Patient safety must always come first
In the wake of the latest medical blunder, an independent panel appointed to review the reporting of errors should restore a protocol that is the foundation of accountability, openness and transparency, and ensures constructive steps are made to prevent recurrence
An investigative panel has filed its report on a medical blunder that turned into a heart-rending transplant drama. It raises a number of public health issues. The panel found that a lack of vigilance by two hospital specialists resulted in failure to prescribe anti-viral drugs to prevent liver complications in a hepatitis B carrier being treated with steroids for a kidney complaint. The blunder, at the United Christian Hospital in Kwun Tong, came to light when the woman, 43, needed a liver transplant. When her teenage daughter was ruled too young to donate a stranger stepped forward, only for the transplant to fail. The patient received a second, this time from a deceased donor. She remains in hospital in critical condition.
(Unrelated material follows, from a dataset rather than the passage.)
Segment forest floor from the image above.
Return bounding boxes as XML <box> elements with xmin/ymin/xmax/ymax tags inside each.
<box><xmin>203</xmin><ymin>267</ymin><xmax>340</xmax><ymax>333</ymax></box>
The panel’s report said the doctors erred despite an automatic reminder in the computer system about the risks and that the blunder had happened amid a heavy workload. This raises the question whether this mitigates any blame. We can all empathise with doctors who are stretched by staff shortages to keep up with the patient load. But patient safety comes first. The panel did not reveal whether the doctors had been held accountable. The Hospital Authority must see that responsibility is fairly and openly apportioned between contributing factors so that appropriate action can be seen to be taken. Meanwhile, it is good to see the hospital pledge to enhance training, ease staff shortages, upgrade its computer system and communicate better with patients and families.
Hong Kong is no stranger to medical blunders. A rash of them years ago resulted in a protocol for prompt reporting and investigation to maintain public confidence. But you would not know it from the latest case, in which the blunder was not made public for more than a month. Doctors and nurses are human and mistakes will occur despite the best personal and systemic efforts to prevent them. But the public expects doctors not to make basic errors with serious consequences. For the sake of public confidence, we trust that an independent panel appointed to review the reporting of errors restores a protocol that is the foundation of accountability, openness and transparency, and ensures constructive steps are made to prevent recurrence.